Liverpool Sound and Vision Rating * * * *
Cast: Alden Ehrenreich, Matthew Broderick, Martin Sheen, Hart Bochner, Candice Bergen, Warren Beatty, Annette Bening, Lily Collins, Steve Coogan, Alec Baldwin, Oliver Platt, Ed Harris, Paul Sorvino, Taissa Farmiga.
The story you don’t know is the one that is often the most factual, cinema has a way of unfolding the tale and only offering the sanitised version of someone’s life, the mistakes, they are erasable, the darkness, the redemption found, the eventual downfall, covered in a semblance of sepia toned grace; for in cinema the Rules Don’t Apply, most of the time they are made up on the spot and changed randomly.
Although Rules Don’t Apply is primarily the cornerstone of Howard Hughes’ decline and eventual fall in health, the madness that drives a person to be the finest, the most brilliant of their generation can also lead to addictions of other kinds and the chronic pain Howard Hughes was in by this late stage of his life was such that any type of delirium would be magnified. Unlike The Aviator, which sees Leonardo DiCaprio sensationally capture the man in his prime, Warren Beatty shows the physical damage that his life had taken on him with a sense of sensitivity, even amongst the comedy factor that surrounded him in this film, Mr. Beatty arguably finds the right balance to deliver his finest performance in many years.
It is in the hopelessness of the decline, the cutting of one’s life away from the rest of humanity which is the most serious and Mr. Beatty frames that perspective against the more youthful Lily Collins and Alden Ehrenreich with the precision of a surgeon.

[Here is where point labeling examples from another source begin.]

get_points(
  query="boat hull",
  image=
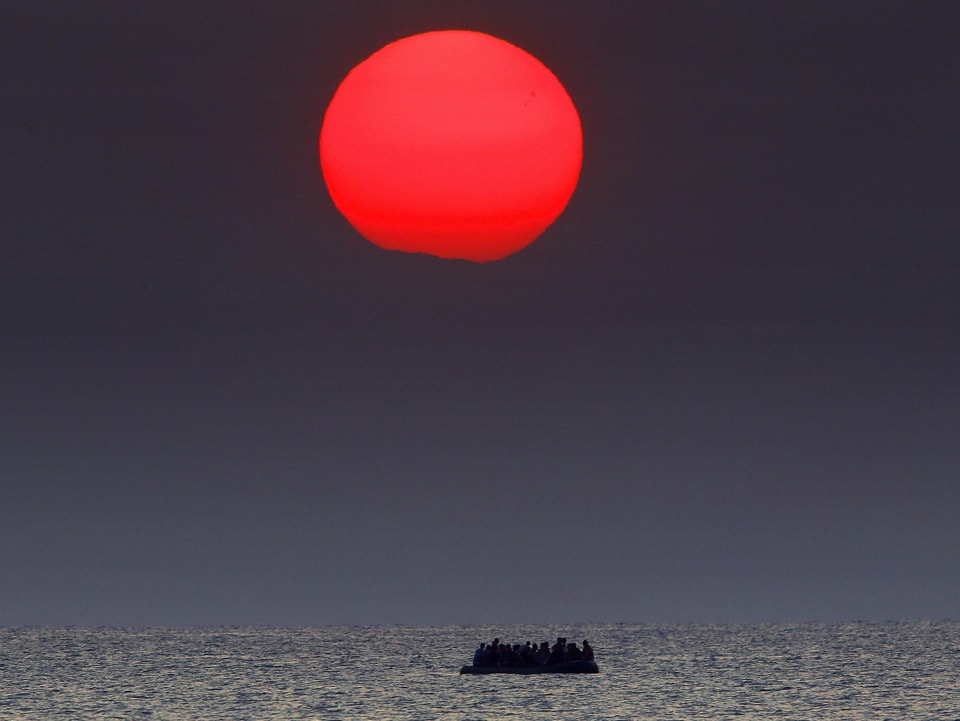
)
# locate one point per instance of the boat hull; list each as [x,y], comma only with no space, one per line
[568,667]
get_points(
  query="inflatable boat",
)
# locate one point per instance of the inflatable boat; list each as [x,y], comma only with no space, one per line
[568,667]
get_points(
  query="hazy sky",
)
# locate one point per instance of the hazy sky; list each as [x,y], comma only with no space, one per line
[724,386]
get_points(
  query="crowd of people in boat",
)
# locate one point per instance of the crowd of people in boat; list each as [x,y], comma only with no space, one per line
[530,654]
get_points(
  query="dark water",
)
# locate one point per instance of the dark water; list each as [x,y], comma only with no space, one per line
[809,671]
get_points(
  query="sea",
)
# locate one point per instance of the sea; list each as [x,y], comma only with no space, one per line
[902,670]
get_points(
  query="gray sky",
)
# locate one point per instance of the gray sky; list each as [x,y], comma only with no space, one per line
[724,386]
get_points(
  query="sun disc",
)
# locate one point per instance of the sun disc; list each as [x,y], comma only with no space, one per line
[452,143]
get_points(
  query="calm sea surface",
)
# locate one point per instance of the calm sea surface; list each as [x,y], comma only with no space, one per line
[807,671]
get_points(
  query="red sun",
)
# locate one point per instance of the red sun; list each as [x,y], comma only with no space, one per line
[452,143]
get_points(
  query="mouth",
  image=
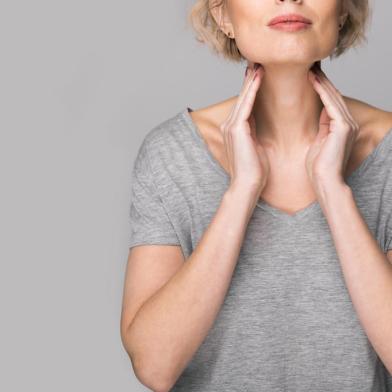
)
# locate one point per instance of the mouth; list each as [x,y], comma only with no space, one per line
[289,18]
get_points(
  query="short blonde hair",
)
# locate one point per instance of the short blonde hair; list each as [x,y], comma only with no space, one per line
[201,19]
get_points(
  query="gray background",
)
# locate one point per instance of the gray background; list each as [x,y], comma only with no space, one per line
[82,82]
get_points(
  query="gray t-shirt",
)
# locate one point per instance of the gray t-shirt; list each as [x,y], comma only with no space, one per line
[287,322]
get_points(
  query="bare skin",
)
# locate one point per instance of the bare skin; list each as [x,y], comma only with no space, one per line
[288,187]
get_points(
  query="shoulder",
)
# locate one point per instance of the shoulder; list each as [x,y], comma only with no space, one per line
[374,124]
[164,132]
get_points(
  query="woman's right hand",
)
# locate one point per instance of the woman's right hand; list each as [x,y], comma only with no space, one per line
[248,161]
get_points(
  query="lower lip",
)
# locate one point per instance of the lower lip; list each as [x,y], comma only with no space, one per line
[290,26]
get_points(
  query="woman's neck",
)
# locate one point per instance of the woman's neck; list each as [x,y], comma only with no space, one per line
[287,108]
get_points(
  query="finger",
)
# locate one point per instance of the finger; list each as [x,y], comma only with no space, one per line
[333,109]
[327,88]
[245,91]
[245,83]
[339,96]
[247,103]
[335,93]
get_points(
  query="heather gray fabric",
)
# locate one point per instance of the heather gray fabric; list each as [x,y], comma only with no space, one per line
[287,322]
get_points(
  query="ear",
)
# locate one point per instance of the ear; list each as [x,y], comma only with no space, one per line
[343,18]
[219,12]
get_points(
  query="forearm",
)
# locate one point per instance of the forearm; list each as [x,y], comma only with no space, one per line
[169,327]
[366,269]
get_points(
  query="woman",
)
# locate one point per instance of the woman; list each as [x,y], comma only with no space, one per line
[261,244]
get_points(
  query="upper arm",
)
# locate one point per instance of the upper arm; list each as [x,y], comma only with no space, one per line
[149,267]
[389,256]
[155,252]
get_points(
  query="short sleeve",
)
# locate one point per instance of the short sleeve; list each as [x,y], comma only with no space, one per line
[388,239]
[149,221]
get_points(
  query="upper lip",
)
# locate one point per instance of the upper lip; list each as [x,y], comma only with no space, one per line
[289,17]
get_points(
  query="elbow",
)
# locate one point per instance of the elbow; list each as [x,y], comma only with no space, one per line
[145,368]
[152,379]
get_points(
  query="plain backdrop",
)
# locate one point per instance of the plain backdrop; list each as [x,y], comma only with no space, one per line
[81,83]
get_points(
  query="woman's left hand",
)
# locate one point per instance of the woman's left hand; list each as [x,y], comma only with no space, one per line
[327,157]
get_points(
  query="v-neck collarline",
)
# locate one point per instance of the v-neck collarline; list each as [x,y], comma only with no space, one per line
[261,203]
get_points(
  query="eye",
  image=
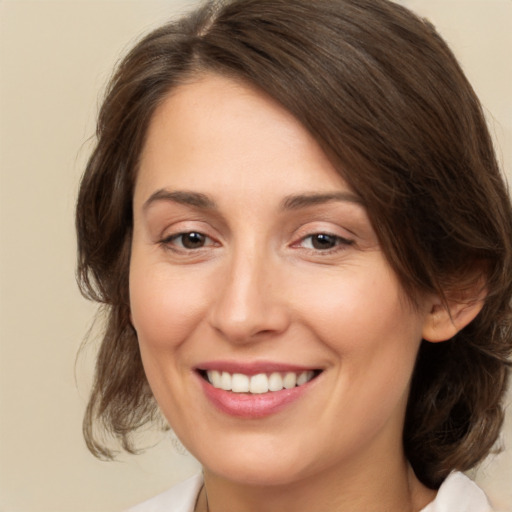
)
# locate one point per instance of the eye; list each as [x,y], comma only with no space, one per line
[190,240]
[323,241]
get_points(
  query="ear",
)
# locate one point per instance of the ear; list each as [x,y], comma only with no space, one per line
[447,317]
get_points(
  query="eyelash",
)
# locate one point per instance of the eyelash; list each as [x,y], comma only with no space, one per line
[339,242]
[169,242]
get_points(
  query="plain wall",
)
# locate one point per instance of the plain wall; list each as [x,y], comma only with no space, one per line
[55,58]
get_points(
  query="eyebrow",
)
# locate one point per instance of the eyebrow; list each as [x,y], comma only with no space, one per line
[195,199]
[297,202]
[292,202]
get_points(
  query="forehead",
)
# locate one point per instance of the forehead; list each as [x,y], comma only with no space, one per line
[219,135]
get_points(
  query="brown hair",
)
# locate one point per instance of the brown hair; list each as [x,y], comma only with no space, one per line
[388,102]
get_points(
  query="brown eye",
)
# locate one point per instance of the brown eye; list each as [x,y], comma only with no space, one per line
[191,240]
[322,241]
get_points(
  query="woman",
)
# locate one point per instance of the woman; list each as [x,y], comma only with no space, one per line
[296,220]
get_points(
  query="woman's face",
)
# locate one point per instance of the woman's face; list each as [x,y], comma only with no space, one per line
[254,265]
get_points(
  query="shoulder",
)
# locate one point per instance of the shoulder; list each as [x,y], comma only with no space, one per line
[461,494]
[180,498]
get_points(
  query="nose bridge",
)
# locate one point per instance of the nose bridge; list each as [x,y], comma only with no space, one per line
[247,303]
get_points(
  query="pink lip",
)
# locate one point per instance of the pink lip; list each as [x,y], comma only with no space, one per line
[246,405]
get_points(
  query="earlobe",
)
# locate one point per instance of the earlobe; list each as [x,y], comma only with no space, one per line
[446,319]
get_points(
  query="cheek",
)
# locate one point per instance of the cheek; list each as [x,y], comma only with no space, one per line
[165,307]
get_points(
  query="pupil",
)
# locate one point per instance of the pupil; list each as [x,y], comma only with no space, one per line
[193,240]
[323,241]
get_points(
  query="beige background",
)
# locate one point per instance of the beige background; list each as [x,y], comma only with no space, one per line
[55,57]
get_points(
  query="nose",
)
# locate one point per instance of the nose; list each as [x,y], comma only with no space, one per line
[250,303]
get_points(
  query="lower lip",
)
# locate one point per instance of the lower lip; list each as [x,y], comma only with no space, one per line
[246,405]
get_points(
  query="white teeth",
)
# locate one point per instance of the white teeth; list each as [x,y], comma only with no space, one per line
[239,383]
[290,380]
[225,381]
[257,384]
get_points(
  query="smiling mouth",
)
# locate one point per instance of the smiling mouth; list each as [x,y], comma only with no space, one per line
[257,384]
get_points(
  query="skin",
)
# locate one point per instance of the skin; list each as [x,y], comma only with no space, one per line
[258,289]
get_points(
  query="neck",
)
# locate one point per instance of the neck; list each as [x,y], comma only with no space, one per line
[380,487]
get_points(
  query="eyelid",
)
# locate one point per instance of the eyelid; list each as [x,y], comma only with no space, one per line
[341,241]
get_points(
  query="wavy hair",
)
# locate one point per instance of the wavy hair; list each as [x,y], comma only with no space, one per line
[386,99]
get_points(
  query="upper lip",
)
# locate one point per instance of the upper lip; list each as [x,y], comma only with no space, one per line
[253,367]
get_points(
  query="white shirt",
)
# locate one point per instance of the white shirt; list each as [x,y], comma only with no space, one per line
[457,494]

Lily Collins and Alden Ehrenreich play off against each other with spirit, the two young lovers kept apart by the rules of a man out of touch with reality is a keenly developed idea and one that sees Ms. Collins take another step out of the shadow that dominates her life and shows that Mr. Ehrenreich’s performance in the film Hail, Caesar! was not a fluke or a one off, this is an actor who can dominate a screen in much the same way as his co-star Warren Beatty can and it is heartening to know that he provides the same sense of cinematic allure as the great actor himself.
Rules Don’t Apply is a superbly told tale, one that of course is taken with the pinch of salt that comes readily supplied but then, as is so often mooted and phrased in life, why let the truth get in the way of a good story.